A.2d 700. Duddy v. Conshohocken Ptg. Co., 163 Pa. Superior Ct. 150, 60 A.2d 394.

Furthermore, the defendant must confine his complaint to the statute as it applies to him. He cannot become the self-appointed champion of the supposed rights of others. "In all criminal prosecutions accused, to entitle him to raise the question of the constitutionality of a statute or ordinance, must show that his rights are adversely affected by it; and, more particularly, that his rights are thus affected by the particular feature of the statute alleged to be in conflict with the constitution. It is not sufficient that the statute may impair the rights of others." 16 C.J.S. sec. 84, pages 176-177. In the case at bar, the "particular feature of the statute alleged to be in conflict with the constitution" is, according to defendant, a "lack of definiteness". If the defendant is to be harmed by the statute, and thus have standing to attack it on constitutional grounds, it must appear that, but for the failure of the statute to clearly define a standard of conduct, his acts would not have come within its purview. It avails the defendant nothing to suggest that a distorted construction of the statutory language might impair the rights of others. We will decide the cases of the druggist and the numbers writer's wife in the unlikely event that they arise.

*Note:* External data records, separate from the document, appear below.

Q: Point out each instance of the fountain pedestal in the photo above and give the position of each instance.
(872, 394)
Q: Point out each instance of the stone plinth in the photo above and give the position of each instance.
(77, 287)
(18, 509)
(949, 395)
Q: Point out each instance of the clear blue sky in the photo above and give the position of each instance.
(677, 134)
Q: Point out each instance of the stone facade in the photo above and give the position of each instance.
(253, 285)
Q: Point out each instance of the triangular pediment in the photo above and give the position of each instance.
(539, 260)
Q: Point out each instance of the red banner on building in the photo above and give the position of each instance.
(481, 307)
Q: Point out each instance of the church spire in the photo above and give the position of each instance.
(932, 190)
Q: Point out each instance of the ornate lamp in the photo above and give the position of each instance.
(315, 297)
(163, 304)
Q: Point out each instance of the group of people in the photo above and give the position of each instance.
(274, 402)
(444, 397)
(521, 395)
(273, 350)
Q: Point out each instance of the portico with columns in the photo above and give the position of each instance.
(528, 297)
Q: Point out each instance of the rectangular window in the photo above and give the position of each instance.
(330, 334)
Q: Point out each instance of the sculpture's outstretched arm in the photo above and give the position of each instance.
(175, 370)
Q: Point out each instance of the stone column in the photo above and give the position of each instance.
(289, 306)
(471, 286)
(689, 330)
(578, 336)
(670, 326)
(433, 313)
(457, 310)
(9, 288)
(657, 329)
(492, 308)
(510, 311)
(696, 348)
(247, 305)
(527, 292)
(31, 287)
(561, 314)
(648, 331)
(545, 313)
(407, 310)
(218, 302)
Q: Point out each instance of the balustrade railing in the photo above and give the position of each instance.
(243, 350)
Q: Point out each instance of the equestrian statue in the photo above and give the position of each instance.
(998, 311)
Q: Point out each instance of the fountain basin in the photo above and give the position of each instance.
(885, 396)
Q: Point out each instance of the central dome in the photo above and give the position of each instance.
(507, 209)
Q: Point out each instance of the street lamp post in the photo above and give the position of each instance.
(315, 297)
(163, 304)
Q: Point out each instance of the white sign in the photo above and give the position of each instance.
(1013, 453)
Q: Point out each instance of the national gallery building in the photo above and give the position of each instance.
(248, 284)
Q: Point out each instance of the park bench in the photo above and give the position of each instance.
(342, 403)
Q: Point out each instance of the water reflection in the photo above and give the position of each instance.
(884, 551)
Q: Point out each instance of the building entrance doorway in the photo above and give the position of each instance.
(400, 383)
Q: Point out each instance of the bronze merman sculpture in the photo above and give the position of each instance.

"In 12 Am. Jur., Constitutional Law, ยง 585, the universally accepted rule is thus stated: 'It is a general principle of statutory law that a statute must be definite to be valid. A statute which either forbids or requires the doing of an act in terms so vague that men of common intelligence must necessarily guess at its meaning and differ as to its application violates the first essential of due process of law. On the other hand, where the words assailed, taken in connection with the context, are commonly understood, their use

[ 177 Pa. Super. Page 294]

    does not render a statute invalid.'" Commonwealth v. Klick, 164 Pa. Superior Ct. 449, 453, supra.

No person "of common intelligence must necessarily guess" that a numbers writer is "concerned in the management, conducting or carrying on" a lottery.

The defendant by the use of definitions of or synonyms for "concern" which produce absurd results has attempted to establish that the language employed in section 601 is vague and indefinite. Very few words the legislature could have chosen would not lend themselves to this approach. It is crystal clear, however, that the legislature used "concerned in" to mean "being substantially engaged in or taking part in" (Black's Law Dictionary, Third Edition) and so any person of common intelligence would have understood it.


Judgment of sentence is affirmed, and it is ordered that the appellant appear in the court below at such time as he may be there called, and that he be by that court committed until he has complied with his sentence, or any part of it which had not been performed at the time the appeal was made a supersedeas.